Le ticket de carte bancaire compte-t-il comme un ticket de caisse ? Seulement en partie. Il prouve qu'une carte a été débitée, mais il ne détaille pas ce qui a été acheté. Pour une note de frais ou une contestation, il faut aussi le ticket détaillé. À noter : le ticket CB n'est pas concerné par la fin de l'impression automatique.
Dois-je remettre un ticket si le client ne le demande pas ? Depuis le 1er août 2023, vous n'imprimez plus le ticket de caisse automatiquement : vous l'imprimez sur demande, ou vous le proposez en version dématérialisée. En revanche, la note reste obligatoire dès 25 € TTC, quelle que soit la demande du client, et vous devez en conserver le double.
Pourquoi le montant débité est-il supérieur à mon ticket ? Presque toujours le pourboire ajouté sur le terminal après la validation du montant. Demandez au restaurant un ticket final affichant le total réellement encaissé.

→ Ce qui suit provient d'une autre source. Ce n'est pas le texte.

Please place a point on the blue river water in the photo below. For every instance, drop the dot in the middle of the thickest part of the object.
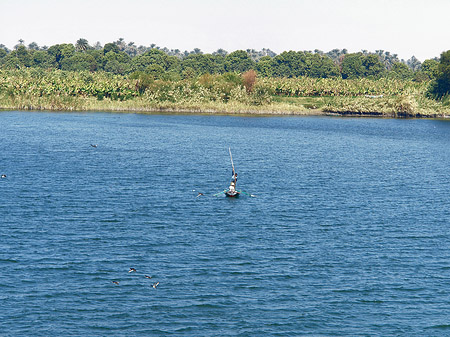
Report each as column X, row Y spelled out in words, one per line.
column 348, row 233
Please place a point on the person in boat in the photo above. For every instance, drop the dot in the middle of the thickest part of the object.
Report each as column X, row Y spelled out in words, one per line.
column 232, row 187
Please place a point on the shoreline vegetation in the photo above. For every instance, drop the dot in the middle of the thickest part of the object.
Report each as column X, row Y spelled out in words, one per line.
column 124, row 78
column 230, row 93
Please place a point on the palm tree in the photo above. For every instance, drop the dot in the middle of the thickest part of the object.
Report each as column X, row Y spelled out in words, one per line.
column 82, row 45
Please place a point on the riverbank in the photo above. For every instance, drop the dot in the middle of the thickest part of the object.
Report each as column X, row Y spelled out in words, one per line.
column 390, row 107
column 30, row 89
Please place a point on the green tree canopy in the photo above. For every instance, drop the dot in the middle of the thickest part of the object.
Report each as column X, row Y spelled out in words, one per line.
column 238, row 61
column 441, row 86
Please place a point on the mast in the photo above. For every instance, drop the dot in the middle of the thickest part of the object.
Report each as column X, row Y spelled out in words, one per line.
column 232, row 165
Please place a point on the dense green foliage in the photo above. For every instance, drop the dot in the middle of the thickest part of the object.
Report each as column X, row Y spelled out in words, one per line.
column 118, row 76
column 441, row 87
column 162, row 64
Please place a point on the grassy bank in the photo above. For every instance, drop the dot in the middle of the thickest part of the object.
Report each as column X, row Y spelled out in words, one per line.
column 36, row 89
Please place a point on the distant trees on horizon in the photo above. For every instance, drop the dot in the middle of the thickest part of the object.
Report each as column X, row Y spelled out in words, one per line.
column 120, row 57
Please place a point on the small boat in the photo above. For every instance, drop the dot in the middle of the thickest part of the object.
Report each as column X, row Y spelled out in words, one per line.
column 232, row 194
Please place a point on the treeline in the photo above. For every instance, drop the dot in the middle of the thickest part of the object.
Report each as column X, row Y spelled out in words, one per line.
column 123, row 58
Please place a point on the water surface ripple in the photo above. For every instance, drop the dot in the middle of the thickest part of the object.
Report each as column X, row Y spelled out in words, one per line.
column 348, row 234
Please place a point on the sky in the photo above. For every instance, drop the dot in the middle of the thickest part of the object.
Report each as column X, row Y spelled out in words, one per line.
column 404, row 27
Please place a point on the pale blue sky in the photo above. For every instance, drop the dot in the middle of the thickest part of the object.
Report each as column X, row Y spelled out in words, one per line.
column 403, row 27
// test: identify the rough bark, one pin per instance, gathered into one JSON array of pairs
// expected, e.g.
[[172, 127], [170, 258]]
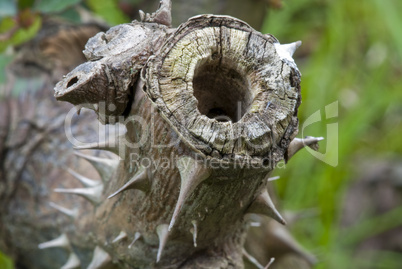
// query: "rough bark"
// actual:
[[210, 108]]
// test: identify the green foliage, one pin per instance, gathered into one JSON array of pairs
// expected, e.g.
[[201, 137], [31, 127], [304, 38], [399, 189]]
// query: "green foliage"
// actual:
[[52, 6], [108, 10], [5, 262], [354, 57]]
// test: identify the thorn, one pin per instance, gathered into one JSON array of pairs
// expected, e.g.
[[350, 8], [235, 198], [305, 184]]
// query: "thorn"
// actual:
[[142, 15], [164, 14], [100, 259], [72, 262], [72, 213], [139, 181], [297, 144], [111, 146], [96, 107], [281, 236], [264, 205], [120, 237], [271, 261], [252, 259], [194, 231], [162, 231], [286, 51], [59, 242], [92, 194], [87, 182], [137, 235], [78, 108], [105, 167], [192, 174], [273, 178]]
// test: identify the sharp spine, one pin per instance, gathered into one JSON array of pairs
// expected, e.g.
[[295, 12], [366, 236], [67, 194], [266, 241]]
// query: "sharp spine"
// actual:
[[78, 108], [194, 231], [271, 261], [120, 237], [72, 213], [137, 235], [142, 15], [100, 259], [59, 242], [264, 205], [140, 181], [92, 194], [163, 233], [163, 14], [111, 146], [72, 262], [105, 167], [252, 259], [297, 144], [192, 174], [87, 182]]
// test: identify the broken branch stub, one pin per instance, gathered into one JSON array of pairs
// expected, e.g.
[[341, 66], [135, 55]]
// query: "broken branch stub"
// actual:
[[224, 97], [229, 90]]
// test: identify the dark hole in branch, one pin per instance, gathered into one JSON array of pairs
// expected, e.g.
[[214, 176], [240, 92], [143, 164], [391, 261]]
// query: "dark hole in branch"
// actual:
[[72, 82], [222, 92]]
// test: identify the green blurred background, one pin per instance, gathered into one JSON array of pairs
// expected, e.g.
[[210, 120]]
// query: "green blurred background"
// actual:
[[351, 63]]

Puis-je envoyer un ticket par e-mail au lieu de l'imprimer ? Oui, et c'est même la voie par défaut en France depuis 2023. La version numérique doit contenir les mêmes informations légales que la version papier.

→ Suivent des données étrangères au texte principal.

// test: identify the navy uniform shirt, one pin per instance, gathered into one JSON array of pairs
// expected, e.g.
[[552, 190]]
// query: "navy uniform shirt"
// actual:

Une addition, plusieurs paiements — combien de tickets ? Un ticket par paiement. Chaque client reçoit la preuve de ce qu'il a personnellement réglé, le tout rattaché à une seule commande avec un solde courant unique.
Mon logiciel de caisse doit-il être certifié ? Si vous êtes assujetti à la TVA et que vous encaissez des particuliers, oui. Le logiciel doit répondre aux conditions d'inaltérabilité, de sécurisation, de conservation et d'archivage, prouvées par un certificat d'organisme accrédité. L'attestation de l'éditeur n'est plus acceptée. L'amende est de 7 500 € par logiciel non conforme. Faites vérifier votre situation par votre expert-comptable.
La différence entre une addition et un ticket est minuscule sur le papier et énorme partout ailleurs — dans votre taux de succès sur les contestations, dans les notes de frais de vos clients, dans votre dossier fiscal, et dans le nombre d'appels « vous m'avez trop débité » que vous prenez un mardi matin.
Imprimez le mot NOTE sur le premier. Mettez votre dénomination sociale, le mode de paiement et la ventilation de TVA sur le second. Conservez les tickets et les doubles de notes. Vous aurez fait l'essentiel du travail, et ça ne coûte que quelques minutes avec la personne qui a paramétré votre caisse.